The project was undertaken in three phases allowing a concurrent development of both the stadium geometry and the design environment in which the parametric model would be interfaced. As the design team further refined the overall geometry, new information from the skin and structural engineering teams that impacted the design was able to quickly and efficiently be assimilated into the parametric model. While new technical strategies of including those constraints were necessary in order to address the changing design of the stadium, each development of the parametric domain was necessarily tempered by the usability concerns of the fast-moving design team. The controls of the model included both abstract numeric sliders as well as driver curves based in a 1:1 metric, relating the stadium geometry directly to its parametric definitions.

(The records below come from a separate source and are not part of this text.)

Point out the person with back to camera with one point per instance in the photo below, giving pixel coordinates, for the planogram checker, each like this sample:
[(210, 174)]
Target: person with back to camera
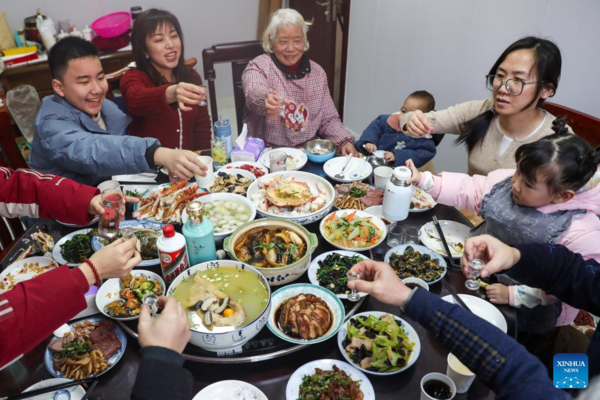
[(162, 93), (82, 136), (384, 134), (524, 76)]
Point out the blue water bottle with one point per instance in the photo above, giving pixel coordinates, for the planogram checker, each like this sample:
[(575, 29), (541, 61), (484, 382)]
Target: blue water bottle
[(223, 132)]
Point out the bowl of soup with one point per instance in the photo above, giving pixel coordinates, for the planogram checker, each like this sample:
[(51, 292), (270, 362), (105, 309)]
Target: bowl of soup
[(280, 249), (226, 302)]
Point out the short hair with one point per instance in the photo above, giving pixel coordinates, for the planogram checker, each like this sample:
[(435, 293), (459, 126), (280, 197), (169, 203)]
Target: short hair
[(426, 97), (67, 49), (284, 17)]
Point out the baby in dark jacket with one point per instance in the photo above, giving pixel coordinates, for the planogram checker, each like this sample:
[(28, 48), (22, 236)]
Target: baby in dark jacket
[(384, 134)]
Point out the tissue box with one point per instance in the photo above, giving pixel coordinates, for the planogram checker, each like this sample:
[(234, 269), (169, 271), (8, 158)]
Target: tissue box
[(251, 151)]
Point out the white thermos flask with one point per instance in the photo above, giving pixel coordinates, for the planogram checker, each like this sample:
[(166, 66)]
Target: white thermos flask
[(398, 193)]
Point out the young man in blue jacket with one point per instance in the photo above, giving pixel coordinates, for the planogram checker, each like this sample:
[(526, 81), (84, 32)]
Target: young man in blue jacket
[(384, 133), (82, 136), (497, 359)]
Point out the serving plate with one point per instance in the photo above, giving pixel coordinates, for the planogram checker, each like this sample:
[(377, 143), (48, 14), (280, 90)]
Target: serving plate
[(297, 155), (423, 250), (314, 268), (483, 309), (408, 329), (56, 252), (292, 390)]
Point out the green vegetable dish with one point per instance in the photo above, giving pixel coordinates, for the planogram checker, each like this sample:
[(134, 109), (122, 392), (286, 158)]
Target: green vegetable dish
[(333, 272), (78, 248), (378, 345), (413, 263)]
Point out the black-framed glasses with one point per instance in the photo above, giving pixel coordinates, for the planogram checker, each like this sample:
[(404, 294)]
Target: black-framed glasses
[(514, 87)]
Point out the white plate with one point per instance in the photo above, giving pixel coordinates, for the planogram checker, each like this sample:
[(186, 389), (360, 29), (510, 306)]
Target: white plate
[(286, 292), (312, 180), (357, 170), (109, 292), (77, 392), (298, 155), (361, 214), (56, 254), (453, 231), (230, 390), (314, 268), (432, 203), (293, 387), (97, 240), (423, 250), (408, 329), (238, 164), (16, 270), (482, 309)]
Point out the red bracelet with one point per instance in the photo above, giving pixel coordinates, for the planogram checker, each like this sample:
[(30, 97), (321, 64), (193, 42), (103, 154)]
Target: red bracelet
[(94, 270)]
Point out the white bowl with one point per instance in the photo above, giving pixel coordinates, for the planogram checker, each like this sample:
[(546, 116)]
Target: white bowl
[(361, 214), (408, 329), (357, 170), (286, 292), (298, 155), (237, 337), (312, 180), (109, 292), (281, 275), (219, 237), (293, 386), (314, 268)]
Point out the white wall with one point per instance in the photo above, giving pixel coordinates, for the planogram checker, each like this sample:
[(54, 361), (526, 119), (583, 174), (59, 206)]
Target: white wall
[(204, 22), (447, 47)]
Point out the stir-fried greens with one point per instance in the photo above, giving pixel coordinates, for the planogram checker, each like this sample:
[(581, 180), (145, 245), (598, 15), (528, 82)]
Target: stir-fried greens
[(379, 345), (335, 384), (78, 248), (333, 272)]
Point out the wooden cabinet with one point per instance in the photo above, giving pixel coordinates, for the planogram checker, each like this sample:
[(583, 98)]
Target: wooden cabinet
[(38, 75)]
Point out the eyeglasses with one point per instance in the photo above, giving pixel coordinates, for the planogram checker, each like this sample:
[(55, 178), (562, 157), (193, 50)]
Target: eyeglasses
[(514, 87)]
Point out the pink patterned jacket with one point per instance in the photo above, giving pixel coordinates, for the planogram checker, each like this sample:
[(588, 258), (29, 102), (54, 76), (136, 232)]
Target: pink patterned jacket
[(262, 76)]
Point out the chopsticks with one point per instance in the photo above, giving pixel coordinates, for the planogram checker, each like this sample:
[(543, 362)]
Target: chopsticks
[(49, 389), (451, 265)]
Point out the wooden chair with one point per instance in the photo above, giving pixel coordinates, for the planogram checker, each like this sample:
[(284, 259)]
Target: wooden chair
[(238, 54), (585, 126)]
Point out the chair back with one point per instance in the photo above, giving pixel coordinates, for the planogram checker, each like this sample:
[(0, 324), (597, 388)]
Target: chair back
[(239, 55), (584, 125)]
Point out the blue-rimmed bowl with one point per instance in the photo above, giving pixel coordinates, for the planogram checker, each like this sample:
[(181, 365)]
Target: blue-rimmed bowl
[(334, 303), (319, 150), (242, 334)]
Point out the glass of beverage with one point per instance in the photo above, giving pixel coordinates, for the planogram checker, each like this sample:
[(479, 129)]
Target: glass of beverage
[(475, 267), (353, 296), (395, 235), (203, 102), (113, 201), (277, 160)]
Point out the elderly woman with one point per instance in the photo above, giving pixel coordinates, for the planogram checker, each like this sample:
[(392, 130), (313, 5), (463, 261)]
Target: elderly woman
[(287, 98)]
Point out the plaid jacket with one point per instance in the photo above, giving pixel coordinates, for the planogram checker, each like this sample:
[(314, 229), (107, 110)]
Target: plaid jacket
[(262, 76)]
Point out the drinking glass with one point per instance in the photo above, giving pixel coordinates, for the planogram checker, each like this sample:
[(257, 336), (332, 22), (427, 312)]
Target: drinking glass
[(203, 102), (113, 200), (277, 161), (395, 235), (475, 267), (353, 296)]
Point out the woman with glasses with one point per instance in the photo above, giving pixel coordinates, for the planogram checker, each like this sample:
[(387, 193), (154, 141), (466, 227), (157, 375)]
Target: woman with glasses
[(523, 77)]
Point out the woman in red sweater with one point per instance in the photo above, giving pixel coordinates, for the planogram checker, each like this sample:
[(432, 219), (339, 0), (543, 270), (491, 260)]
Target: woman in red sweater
[(162, 94)]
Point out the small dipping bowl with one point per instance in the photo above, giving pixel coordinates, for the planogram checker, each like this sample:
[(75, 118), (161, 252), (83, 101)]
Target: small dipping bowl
[(319, 150)]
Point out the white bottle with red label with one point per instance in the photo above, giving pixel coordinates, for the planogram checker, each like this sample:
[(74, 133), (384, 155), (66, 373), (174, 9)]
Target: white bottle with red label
[(172, 252)]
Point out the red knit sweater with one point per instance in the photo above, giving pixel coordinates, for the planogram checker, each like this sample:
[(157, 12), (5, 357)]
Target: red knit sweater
[(154, 117)]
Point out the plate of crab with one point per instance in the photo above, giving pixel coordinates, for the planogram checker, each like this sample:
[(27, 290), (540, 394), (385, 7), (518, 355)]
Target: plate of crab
[(165, 203), (297, 196)]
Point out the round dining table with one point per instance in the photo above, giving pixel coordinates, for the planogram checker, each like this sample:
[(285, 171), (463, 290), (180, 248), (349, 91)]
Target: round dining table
[(268, 372)]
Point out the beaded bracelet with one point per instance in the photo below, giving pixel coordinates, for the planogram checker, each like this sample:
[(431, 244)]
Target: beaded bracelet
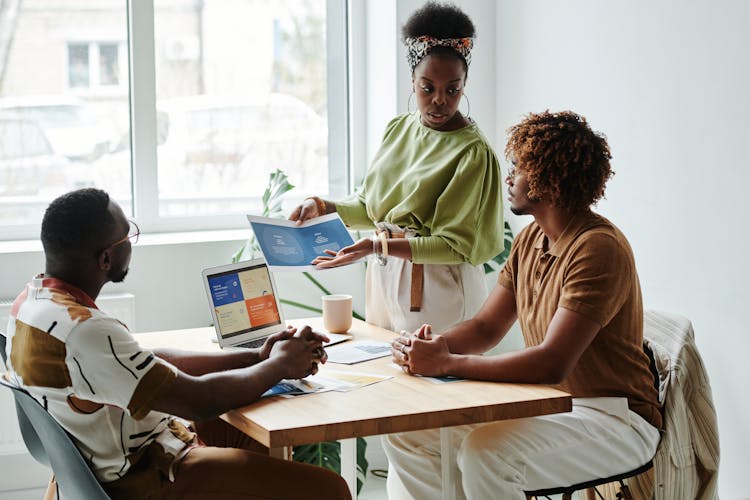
[(377, 249)]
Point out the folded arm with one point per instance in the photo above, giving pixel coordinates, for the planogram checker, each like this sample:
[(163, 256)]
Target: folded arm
[(458, 351), (206, 394)]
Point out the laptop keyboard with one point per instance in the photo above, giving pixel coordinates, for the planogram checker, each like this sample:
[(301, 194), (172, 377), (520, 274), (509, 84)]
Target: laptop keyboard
[(252, 343)]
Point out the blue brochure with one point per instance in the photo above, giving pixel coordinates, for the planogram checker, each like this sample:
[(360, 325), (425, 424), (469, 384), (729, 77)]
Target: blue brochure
[(287, 246)]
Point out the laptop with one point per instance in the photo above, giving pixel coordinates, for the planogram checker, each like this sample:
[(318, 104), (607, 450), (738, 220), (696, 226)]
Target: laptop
[(245, 304)]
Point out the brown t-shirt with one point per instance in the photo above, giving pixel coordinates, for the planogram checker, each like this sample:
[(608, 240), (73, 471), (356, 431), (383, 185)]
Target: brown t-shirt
[(590, 269)]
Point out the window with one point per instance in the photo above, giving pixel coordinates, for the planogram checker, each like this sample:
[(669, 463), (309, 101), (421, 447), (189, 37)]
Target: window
[(221, 93), (94, 65)]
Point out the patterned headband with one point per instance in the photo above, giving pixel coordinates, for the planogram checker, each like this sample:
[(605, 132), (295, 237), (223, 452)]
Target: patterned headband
[(418, 48)]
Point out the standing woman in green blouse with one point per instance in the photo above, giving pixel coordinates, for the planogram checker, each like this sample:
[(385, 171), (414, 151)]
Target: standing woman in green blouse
[(433, 191)]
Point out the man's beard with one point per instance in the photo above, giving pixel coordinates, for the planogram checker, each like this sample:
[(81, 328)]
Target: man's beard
[(117, 276)]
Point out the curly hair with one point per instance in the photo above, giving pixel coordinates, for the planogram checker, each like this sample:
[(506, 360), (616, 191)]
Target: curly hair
[(439, 21), (564, 161), (76, 223)]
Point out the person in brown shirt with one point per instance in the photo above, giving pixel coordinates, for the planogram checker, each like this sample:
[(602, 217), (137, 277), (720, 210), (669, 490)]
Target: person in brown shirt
[(572, 284)]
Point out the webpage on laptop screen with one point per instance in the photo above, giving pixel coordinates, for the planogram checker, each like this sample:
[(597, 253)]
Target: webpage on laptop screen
[(244, 301)]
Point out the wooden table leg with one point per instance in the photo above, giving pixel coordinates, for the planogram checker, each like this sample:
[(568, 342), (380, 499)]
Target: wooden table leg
[(447, 459), (283, 452), (349, 464)]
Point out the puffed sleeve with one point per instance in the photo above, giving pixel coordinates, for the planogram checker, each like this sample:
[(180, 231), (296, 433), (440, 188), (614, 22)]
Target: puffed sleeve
[(107, 366), (467, 225), (353, 212)]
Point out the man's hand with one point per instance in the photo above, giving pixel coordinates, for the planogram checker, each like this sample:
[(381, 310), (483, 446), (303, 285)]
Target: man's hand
[(421, 353), (360, 249), (265, 349), (300, 354)]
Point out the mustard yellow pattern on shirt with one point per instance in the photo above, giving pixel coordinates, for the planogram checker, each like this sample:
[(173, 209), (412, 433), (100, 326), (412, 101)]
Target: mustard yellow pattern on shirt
[(446, 186)]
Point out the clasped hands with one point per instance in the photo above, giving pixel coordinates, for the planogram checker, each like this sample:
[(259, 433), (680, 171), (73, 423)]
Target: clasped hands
[(300, 350), (421, 352)]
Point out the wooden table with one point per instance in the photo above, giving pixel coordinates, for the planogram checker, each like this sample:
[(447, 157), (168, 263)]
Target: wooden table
[(402, 403)]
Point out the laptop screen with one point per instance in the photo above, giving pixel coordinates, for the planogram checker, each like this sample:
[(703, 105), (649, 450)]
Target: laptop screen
[(243, 298)]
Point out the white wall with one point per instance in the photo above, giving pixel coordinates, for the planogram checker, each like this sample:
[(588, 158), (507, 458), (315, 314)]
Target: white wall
[(668, 83)]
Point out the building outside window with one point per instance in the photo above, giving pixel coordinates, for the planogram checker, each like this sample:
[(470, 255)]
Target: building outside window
[(239, 89)]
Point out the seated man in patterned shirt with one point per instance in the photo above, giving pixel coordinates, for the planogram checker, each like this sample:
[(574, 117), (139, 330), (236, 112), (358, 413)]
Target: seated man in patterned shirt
[(129, 409)]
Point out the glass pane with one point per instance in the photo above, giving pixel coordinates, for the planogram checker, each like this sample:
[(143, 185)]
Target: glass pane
[(109, 70), (78, 65), (241, 91), (58, 132)]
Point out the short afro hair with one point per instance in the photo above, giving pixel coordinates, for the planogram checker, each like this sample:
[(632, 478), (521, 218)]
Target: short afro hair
[(77, 223), (564, 161), (439, 21)]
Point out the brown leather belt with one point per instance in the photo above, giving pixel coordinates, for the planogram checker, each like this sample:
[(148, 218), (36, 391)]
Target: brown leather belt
[(417, 273)]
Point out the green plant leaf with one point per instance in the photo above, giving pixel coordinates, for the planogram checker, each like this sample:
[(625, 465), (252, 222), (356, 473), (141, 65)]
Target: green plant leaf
[(500, 258), (328, 454)]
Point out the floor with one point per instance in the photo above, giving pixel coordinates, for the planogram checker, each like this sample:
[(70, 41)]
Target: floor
[(374, 489)]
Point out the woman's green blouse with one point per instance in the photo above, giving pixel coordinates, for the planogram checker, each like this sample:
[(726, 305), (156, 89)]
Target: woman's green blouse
[(446, 186)]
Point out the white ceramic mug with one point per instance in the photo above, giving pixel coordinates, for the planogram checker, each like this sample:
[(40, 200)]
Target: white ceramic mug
[(337, 313)]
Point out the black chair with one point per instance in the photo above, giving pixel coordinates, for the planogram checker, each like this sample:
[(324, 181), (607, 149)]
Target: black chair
[(51, 446), (567, 491)]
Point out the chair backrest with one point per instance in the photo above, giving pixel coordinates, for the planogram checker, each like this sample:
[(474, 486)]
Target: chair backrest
[(50, 445)]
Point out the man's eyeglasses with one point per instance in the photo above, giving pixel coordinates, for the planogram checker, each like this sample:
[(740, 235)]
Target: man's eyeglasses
[(133, 234)]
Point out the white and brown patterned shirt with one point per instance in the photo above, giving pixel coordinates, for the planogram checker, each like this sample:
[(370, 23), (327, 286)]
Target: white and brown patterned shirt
[(89, 372)]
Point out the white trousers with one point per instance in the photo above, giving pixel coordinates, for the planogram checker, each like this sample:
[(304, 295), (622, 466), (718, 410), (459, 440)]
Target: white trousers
[(452, 293), (601, 437)]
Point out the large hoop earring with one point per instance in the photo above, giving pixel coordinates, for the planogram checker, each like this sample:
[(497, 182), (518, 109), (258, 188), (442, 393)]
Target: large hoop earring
[(468, 106)]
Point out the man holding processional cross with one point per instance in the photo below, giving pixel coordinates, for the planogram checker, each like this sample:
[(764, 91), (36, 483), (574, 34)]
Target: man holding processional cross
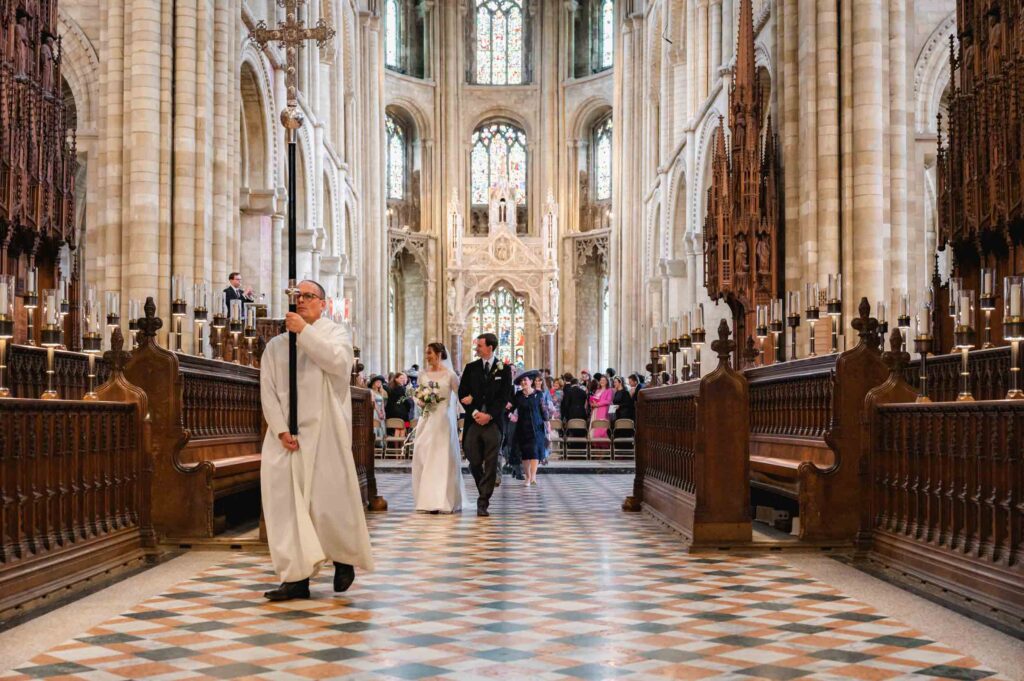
[(310, 490)]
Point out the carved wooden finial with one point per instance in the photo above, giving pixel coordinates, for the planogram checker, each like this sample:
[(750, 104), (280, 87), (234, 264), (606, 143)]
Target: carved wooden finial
[(896, 357), (116, 356), (724, 345), (148, 325), (866, 326)]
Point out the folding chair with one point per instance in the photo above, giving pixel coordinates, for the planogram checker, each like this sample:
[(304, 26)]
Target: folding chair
[(624, 438), (555, 439), (394, 439), (602, 442), (577, 442)]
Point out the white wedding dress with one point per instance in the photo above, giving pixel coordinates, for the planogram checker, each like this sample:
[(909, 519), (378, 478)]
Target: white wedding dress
[(436, 455)]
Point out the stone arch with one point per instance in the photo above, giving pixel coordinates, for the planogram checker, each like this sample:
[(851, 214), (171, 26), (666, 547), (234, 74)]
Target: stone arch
[(80, 67), (255, 67), (932, 74), (679, 225), (255, 133), (701, 165)]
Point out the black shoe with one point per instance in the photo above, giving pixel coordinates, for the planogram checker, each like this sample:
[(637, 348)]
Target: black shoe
[(289, 590), (343, 577)]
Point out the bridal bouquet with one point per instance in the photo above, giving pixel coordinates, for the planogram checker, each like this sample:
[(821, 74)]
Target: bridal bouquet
[(428, 395)]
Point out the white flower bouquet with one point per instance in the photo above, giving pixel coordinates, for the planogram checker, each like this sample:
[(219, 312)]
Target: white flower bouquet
[(428, 395)]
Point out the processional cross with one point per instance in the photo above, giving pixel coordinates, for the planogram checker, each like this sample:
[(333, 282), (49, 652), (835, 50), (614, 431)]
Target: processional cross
[(291, 34)]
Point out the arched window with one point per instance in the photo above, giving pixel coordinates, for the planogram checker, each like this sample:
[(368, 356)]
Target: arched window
[(499, 42), (396, 158), (499, 153), (392, 35), (602, 159), (605, 20), (503, 313)]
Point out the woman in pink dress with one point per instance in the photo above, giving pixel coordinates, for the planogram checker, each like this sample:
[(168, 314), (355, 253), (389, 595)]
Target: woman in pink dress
[(599, 402)]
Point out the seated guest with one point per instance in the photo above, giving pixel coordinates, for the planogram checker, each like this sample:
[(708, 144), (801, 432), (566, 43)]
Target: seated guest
[(235, 292), (399, 406), (573, 400), (622, 402)]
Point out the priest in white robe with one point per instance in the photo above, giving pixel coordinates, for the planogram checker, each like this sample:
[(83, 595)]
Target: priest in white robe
[(311, 500)]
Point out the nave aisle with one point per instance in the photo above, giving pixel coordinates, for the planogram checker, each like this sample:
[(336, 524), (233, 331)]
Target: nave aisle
[(557, 584)]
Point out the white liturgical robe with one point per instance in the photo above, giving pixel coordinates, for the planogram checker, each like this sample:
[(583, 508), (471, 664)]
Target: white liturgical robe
[(311, 500)]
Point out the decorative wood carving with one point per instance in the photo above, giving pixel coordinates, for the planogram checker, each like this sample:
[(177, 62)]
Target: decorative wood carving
[(692, 464), (37, 149), (743, 225), (945, 497)]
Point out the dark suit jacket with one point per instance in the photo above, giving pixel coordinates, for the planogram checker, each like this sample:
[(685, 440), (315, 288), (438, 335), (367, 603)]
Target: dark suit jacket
[(626, 408), (491, 392), (229, 295), (395, 410), (573, 403)]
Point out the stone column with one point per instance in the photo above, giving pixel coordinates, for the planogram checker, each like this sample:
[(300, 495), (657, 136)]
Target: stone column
[(704, 70), (456, 331), (716, 39), (548, 355), (863, 255)]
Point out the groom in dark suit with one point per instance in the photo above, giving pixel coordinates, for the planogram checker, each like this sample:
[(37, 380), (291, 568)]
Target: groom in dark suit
[(484, 390)]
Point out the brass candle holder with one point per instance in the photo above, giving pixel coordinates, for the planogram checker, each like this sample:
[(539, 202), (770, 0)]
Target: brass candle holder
[(776, 328), (30, 300), (986, 302), (964, 338), (6, 327), (1013, 330)]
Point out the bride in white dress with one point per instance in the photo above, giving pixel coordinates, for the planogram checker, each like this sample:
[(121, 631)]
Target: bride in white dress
[(437, 483)]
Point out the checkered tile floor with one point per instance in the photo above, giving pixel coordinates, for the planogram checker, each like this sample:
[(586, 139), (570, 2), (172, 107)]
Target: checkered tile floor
[(557, 584)]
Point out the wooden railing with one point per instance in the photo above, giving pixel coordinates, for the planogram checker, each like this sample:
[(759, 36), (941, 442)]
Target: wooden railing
[(27, 372), (989, 374), (691, 455), (74, 495), (795, 398), (947, 497), (219, 398)]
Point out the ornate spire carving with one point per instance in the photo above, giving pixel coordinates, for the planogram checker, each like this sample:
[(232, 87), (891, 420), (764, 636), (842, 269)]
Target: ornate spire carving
[(742, 230)]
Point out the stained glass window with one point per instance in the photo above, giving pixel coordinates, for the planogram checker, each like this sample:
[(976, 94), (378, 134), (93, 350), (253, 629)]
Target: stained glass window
[(392, 34), (395, 158), (503, 313), (499, 42), (499, 153), (606, 18), (602, 159)]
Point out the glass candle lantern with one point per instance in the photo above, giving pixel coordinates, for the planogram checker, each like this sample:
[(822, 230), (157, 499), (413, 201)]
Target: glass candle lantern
[(775, 326), (986, 303), (955, 284), (793, 320), (236, 322), (813, 313), (964, 333), (699, 336), (30, 300), (923, 342), (1013, 330), (113, 308), (250, 326), (50, 335), (834, 306), (92, 316), (6, 327), (65, 299)]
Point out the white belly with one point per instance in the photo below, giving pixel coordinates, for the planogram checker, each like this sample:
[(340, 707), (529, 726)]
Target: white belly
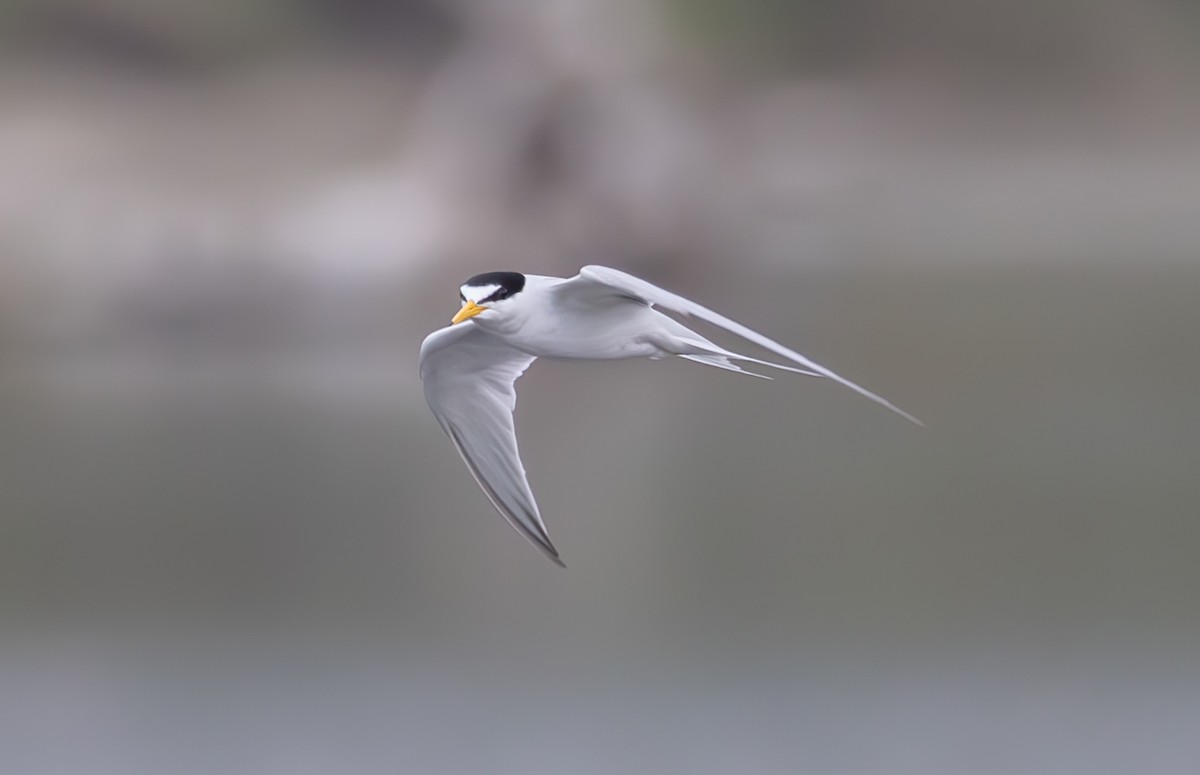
[(610, 332)]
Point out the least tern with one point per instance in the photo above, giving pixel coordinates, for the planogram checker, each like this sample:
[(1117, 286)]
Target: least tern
[(510, 319)]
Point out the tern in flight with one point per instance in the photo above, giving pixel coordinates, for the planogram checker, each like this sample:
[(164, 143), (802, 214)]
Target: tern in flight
[(509, 319)]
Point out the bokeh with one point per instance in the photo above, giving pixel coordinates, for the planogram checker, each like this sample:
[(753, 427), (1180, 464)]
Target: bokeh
[(234, 540)]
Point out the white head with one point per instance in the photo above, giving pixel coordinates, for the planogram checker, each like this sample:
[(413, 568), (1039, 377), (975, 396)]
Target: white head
[(490, 290)]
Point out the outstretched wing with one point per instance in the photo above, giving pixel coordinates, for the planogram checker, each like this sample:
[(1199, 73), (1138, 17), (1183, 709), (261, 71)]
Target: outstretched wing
[(468, 377), (628, 286)]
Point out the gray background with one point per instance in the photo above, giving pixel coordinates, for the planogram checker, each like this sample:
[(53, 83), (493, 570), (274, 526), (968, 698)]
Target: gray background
[(233, 540)]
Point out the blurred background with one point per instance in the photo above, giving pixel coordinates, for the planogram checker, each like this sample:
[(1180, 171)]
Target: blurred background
[(234, 540)]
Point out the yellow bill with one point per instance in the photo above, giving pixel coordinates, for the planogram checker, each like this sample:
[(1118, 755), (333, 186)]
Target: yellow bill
[(469, 310)]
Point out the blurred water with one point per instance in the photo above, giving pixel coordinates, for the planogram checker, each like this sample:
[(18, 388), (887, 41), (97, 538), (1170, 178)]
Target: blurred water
[(277, 564), (233, 539)]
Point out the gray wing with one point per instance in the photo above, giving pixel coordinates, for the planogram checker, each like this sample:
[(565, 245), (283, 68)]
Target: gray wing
[(593, 278), (468, 377)]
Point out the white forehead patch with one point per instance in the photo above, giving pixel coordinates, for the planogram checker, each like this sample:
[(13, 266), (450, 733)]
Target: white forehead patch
[(478, 293)]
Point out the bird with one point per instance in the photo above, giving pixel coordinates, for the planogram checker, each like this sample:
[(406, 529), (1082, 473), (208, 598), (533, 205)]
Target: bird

In accessing the openNURBS library of Rhinoceros through the creation of scripted nodes in VisualBasic DotNet, we were able to create a fully dynamic parametric model and extend its potential for design. Our developmental methodologies for the model, while empowered by the parametric platform, required the use of these custom and scripted nodes to meet the team’s design agenda. Thus, the extension and resulting adaptability of Grasshopper were of utmost importance in maintaining usability by the design team while enabling the production of a desired geometrical form.
It is our supposition that the extension of a parametric environment and consequent expansion of design parameters offers us as designers a robust model for the development of design scenarios. Furthermore, we propose that the design objectives in this project could not have been achieved without the parallel development of the project and model by separate entities, which exemplifies in itself a parametric mode of designing.